現在の主な機能は上述の通りだが、この後も様々な機能が追加されることだろう。今後についてはKubernetesのロードマップを参照してほしい。
Kubernetesの評価
これからの発展に期待が持てるKubernetesだが、今の時点では足りない機能や設定が複雑な部分も多々あると感じられた。たとえばPodの手動複製は可能だが、Replication機能を使って自動でスケールアウトやフェイルオーバーまで考えるとKubernetesだけで全てを実現するのは難しいだろうと考えられる。

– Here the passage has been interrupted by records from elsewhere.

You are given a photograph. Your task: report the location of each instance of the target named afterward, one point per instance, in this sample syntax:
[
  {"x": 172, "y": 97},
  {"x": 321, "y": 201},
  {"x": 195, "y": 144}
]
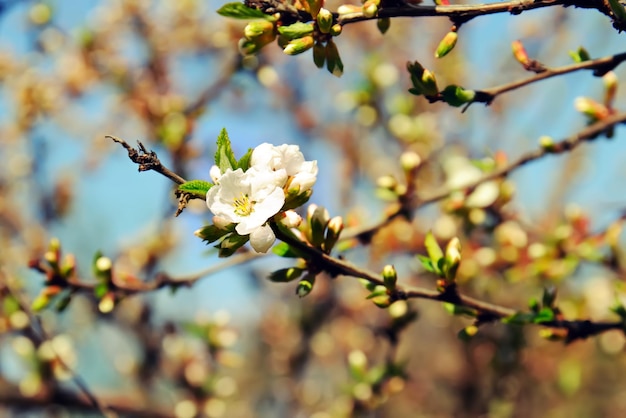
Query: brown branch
[
  {"x": 41, "y": 336},
  {"x": 588, "y": 134},
  {"x": 163, "y": 280},
  {"x": 464, "y": 12},
  {"x": 147, "y": 160},
  {"x": 486, "y": 312},
  {"x": 600, "y": 65}
]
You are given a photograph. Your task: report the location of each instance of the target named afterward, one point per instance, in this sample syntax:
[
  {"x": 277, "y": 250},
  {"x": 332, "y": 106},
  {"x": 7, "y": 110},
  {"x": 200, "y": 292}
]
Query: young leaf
[
  {"x": 282, "y": 249},
  {"x": 457, "y": 96},
  {"x": 244, "y": 162},
  {"x": 285, "y": 275},
  {"x": 238, "y": 10},
  {"x": 230, "y": 244},
  {"x": 432, "y": 248},
  {"x": 196, "y": 187},
  {"x": 224, "y": 156},
  {"x": 427, "y": 264},
  {"x": 211, "y": 233},
  {"x": 296, "y": 30}
]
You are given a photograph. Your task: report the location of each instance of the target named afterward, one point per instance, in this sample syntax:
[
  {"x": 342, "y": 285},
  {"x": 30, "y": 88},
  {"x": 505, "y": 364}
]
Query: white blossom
[
  {"x": 302, "y": 174},
  {"x": 249, "y": 199}
]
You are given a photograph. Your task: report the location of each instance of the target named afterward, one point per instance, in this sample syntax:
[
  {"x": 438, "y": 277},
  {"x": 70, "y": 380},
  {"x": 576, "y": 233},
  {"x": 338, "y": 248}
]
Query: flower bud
[
  {"x": 319, "y": 54},
  {"x": 457, "y": 95},
  {"x": 519, "y": 52},
  {"x": 370, "y": 8},
  {"x": 313, "y": 7},
  {"x": 324, "y": 20},
  {"x": 258, "y": 28},
  {"x": 410, "y": 160},
  {"x": 383, "y": 24},
  {"x": 610, "y": 86},
  {"x": 336, "y": 29},
  {"x": 547, "y": 143},
  {"x": 390, "y": 277},
  {"x": 107, "y": 303},
  {"x": 290, "y": 219},
  {"x": 345, "y": 9},
  {"x": 335, "y": 226},
  {"x": 333, "y": 60},
  {"x": 298, "y": 46},
  {"x": 447, "y": 44},
  {"x": 104, "y": 264},
  {"x": 594, "y": 110},
  {"x": 305, "y": 285},
  {"x": 452, "y": 258}
]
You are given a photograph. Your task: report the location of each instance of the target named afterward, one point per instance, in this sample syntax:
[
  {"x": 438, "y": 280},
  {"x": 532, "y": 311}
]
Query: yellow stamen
[{"x": 243, "y": 206}]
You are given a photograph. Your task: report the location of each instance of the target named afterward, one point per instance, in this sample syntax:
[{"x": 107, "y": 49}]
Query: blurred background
[{"x": 168, "y": 73}]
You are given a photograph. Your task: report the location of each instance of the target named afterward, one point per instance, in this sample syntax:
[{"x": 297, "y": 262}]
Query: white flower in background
[
  {"x": 302, "y": 174},
  {"x": 249, "y": 199}
]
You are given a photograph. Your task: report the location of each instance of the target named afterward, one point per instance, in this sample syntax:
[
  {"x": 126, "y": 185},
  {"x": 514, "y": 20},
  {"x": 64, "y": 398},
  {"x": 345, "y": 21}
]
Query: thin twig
[
  {"x": 600, "y": 65},
  {"x": 588, "y": 134},
  {"x": 40, "y": 333},
  {"x": 462, "y": 13}
]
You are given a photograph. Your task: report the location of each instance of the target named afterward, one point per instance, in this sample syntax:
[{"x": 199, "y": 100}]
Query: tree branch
[{"x": 465, "y": 12}]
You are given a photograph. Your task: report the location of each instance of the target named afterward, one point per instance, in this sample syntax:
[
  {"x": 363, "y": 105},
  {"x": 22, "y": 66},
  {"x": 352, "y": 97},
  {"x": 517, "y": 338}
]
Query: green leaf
[
  {"x": 545, "y": 315},
  {"x": 285, "y": 275},
  {"x": 239, "y": 10},
  {"x": 100, "y": 290},
  {"x": 432, "y": 248},
  {"x": 296, "y": 30},
  {"x": 244, "y": 162},
  {"x": 231, "y": 244},
  {"x": 211, "y": 233},
  {"x": 282, "y": 249},
  {"x": 224, "y": 156},
  {"x": 467, "y": 333},
  {"x": 457, "y": 96},
  {"x": 427, "y": 264},
  {"x": 196, "y": 187},
  {"x": 549, "y": 296},
  {"x": 519, "y": 318}
]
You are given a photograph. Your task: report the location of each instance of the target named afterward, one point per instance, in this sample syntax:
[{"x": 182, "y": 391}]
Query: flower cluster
[{"x": 277, "y": 179}]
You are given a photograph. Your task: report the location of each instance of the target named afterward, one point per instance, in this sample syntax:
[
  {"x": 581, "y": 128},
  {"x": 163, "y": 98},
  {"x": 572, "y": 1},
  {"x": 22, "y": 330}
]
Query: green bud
[
  {"x": 390, "y": 276},
  {"x": 336, "y": 29},
  {"x": 580, "y": 55},
  {"x": 335, "y": 226},
  {"x": 370, "y": 9},
  {"x": 285, "y": 275},
  {"x": 452, "y": 258},
  {"x": 457, "y": 96},
  {"x": 40, "y": 302},
  {"x": 258, "y": 28},
  {"x": 296, "y": 31},
  {"x": 305, "y": 285},
  {"x": 313, "y": 7},
  {"x": 383, "y": 24},
  {"x": 319, "y": 54},
  {"x": 333, "y": 60},
  {"x": 248, "y": 47},
  {"x": 317, "y": 225},
  {"x": 547, "y": 143},
  {"x": 446, "y": 45},
  {"x": 298, "y": 46},
  {"x": 324, "y": 20},
  {"x": 410, "y": 160}
]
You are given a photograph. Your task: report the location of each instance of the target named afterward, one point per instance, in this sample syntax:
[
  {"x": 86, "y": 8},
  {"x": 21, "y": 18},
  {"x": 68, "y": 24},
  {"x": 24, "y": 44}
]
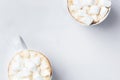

しかしGoogleは、Google App Engine(GAE)のように背後でコンテナ技術を使っていると想像されるサービスも提供している。もしKubernetesを使うことによって、GAEのようにセキュアでマルチテナンシーが確立されたコンテナ環境が実現出来るとしたら、Dockerコンテナの普及は爆発的に進むことが予想される。
Docker関連ツールの今後
Dockerをより良くするツールとして、基盤となるCoreOS、オーケストレーションであるKubernetes、そして視認性・操作性を向上させるPanamaxを中心に、2回にわたって紹介した。記事の冒頭に掲載した表でもわかるように、Dockerの周辺技術は紹介しきれないほど増えてきている。
GUI管理ツールだけ見ても、ShipYardやDockerUI、そして今回ご紹介したPanamax等が挙げられるが、それぞれUIの構成や実現出来ることに違いがあるので、それぞれ用途にあったツールを選択してほしい。なかでも、詳細説明を行ったCoreOS、Panamax、Kubernetesの3製品は、利便性も高く推奨できる。
次回は、Dockerを注視している各企業の動向とこれからについて説明したい。